Hoge Raad, 13-07-2018, ECLI:NL:HR:2018:1195, 18/00248

Hoge Raad, 13-07-2018, ECLI:NL:HR:2018:1195, 18/00248

Gegevens

Instantie
Hoge Raad
Datum uitspraak
13 juli 2018
Datum publicatie
13 juli 2018
ECLI
ECLI:NL:HR:2018:1195
Formele relaties
Zaaknummer
18/00248

Inhoudsindicatie

HR: art. 81.1 RO.

Uitspraak

13 juli 2018

nr. 18/00248

Arrest

gewezen op het beroep in cassatie van [X] B.V. te [Z] (hierna: belanghebbende) tegen de uitspraak van het Gerechtshof 's-Hertogenbosch van 7 december 2017, nr. 16/03787, op het hoger beroep van belanghebbende tegen een uitspraak van de Rechtbank Zeeland-West-Brabant (nr. BRE 15/6606) betreffende een aan belanghebbende opgelegde naheffingsaanslag in de belasting van personenauto’s en motorrijwielen.

1 Geding in cassatie

Belanghebbende heeft tegen ’s Hofs uitspraak beroep in cassatie ingesteld en daarbij een aantal klachten aangevoerd.

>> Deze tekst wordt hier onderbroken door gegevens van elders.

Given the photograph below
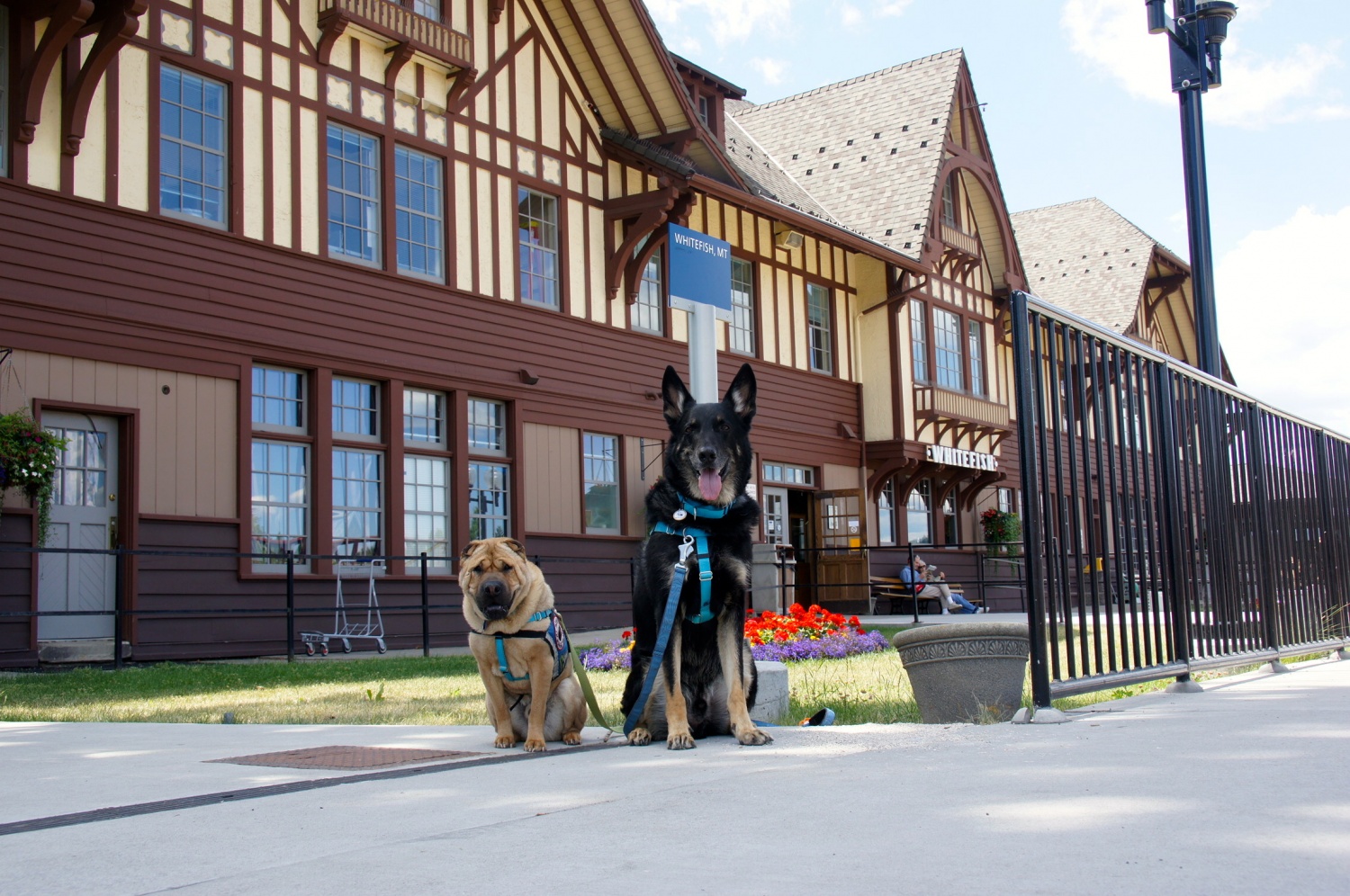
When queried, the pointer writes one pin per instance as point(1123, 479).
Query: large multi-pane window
point(975, 343)
point(4, 91)
point(818, 328)
point(427, 510)
point(353, 194)
point(428, 8)
point(280, 501)
point(358, 506)
point(947, 350)
point(278, 399)
point(918, 513)
point(356, 408)
point(426, 479)
point(418, 213)
point(192, 146)
point(650, 309)
point(918, 342)
point(742, 328)
point(886, 515)
point(599, 478)
point(489, 483)
point(537, 247)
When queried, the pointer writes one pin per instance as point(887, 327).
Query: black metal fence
point(416, 610)
point(1172, 523)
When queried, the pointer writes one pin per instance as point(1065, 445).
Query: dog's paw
point(753, 737)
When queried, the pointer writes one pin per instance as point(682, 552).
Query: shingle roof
point(868, 148)
point(1085, 258)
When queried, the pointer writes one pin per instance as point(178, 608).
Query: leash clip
point(686, 548)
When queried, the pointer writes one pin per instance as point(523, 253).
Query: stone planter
point(966, 671)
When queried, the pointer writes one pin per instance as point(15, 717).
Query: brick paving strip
point(293, 787)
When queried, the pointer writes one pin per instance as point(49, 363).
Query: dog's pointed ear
point(740, 394)
point(677, 399)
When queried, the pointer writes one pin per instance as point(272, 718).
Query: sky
point(1077, 103)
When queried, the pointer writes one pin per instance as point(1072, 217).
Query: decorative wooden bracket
point(332, 23)
point(67, 19)
point(119, 24)
point(647, 212)
point(399, 57)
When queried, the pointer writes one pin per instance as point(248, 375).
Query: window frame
point(434, 223)
point(615, 461)
point(375, 237)
point(820, 334)
point(523, 275)
point(226, 185)
point(745, 309)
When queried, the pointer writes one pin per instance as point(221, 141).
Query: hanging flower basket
point(29, 455)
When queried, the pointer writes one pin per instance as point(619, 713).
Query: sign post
point(701, 285)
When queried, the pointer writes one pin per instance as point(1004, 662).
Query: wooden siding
point(188, 436)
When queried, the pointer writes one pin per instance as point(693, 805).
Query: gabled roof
point(1087, 258)
point(896, 118)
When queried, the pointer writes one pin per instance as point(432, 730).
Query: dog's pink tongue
point(709, 485)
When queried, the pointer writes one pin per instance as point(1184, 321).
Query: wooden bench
point(899, 594)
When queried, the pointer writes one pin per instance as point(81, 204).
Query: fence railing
point(285, 604)
point(1171, 521)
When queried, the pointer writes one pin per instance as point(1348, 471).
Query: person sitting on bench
point(933, 585)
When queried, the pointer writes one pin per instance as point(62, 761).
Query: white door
point(775, 515)
point(84, 515)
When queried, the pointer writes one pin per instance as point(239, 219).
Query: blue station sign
point(701, 267)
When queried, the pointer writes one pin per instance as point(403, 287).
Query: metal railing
point(1172, 523)
point(289, 596)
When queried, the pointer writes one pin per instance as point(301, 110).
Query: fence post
point(291, 605)
point(119, 599)
point(1169, 496)
point(426, 610)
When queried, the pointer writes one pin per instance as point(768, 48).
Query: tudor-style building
point(351, 277)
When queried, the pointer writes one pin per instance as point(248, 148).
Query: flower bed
point(804, 633)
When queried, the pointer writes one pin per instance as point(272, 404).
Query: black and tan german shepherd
point(707, 466)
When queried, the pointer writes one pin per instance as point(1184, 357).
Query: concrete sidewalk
point(1238, 790)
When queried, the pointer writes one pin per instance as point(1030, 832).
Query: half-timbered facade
point(366, 278)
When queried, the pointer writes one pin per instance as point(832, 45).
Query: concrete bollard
point(771, 696)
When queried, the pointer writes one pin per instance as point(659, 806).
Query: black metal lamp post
point(1195, 37)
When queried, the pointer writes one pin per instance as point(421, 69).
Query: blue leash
point(659, 653)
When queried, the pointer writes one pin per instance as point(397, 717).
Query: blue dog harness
point(694, 542)
point(558, 642)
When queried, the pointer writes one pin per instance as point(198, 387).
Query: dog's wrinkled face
point(493, 575)
point(709, 456)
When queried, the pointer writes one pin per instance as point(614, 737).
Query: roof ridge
point(855, 80)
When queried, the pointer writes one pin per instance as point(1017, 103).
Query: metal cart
point(345, 626)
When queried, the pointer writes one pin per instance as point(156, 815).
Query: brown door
point(840, 534)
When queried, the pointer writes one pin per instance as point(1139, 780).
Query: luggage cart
point(345, 628)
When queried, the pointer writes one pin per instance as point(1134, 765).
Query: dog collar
point(698, 510)
point(696, 542)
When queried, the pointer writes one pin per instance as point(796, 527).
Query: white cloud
point(893, 7)
point(1285, 327)
point(1112, 38)
point(726, 21)
point(770, 69)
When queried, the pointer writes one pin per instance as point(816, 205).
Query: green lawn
point(410, 691)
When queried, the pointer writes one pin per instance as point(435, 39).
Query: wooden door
point(840, 534)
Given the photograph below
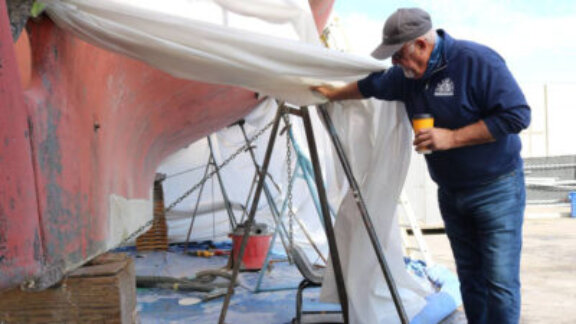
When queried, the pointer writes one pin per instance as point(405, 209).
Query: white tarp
point(205, 41)
point(210, 41)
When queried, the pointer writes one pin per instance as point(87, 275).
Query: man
point(478, 111)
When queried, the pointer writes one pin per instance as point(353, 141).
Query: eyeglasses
point(399, 54)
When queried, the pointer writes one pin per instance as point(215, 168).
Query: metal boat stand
point(303, 112)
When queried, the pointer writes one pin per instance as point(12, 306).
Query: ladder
point(414, 245)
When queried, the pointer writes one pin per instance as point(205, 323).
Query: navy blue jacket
point(470, 83)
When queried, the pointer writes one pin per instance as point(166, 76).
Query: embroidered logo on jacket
point(444, 88)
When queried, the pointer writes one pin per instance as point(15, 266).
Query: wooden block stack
point(156, 238)
point(104, 291)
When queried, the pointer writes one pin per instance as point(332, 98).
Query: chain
point(206, 178)
point(289, 172)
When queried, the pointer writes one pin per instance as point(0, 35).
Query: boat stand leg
point(364, 213)
point(334, 256)
point(250, 220)
point(277, 216)
point(227, 203)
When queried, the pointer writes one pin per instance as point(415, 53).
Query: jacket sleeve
point(504, 107)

De Staatssecretaris van Financiën heeft een verweerschrift ingediend.

2 Beoordeling van de klachten

De klachten kunnen niet tot cassatie leiden. Dit behoeft, gezien artikel 81, lid 1, van de Wet op de rechterlijke organisatie, geen nadere motivering, nu de klachten niet nopen tot beantwoording van rechtsvragen in het belang van de rechtseenheid of de rechtsontwikkeling.

3 Proceskosten

De Hoge Raad acht geen termen aanwezig voor een veroordeling in de proceskosten.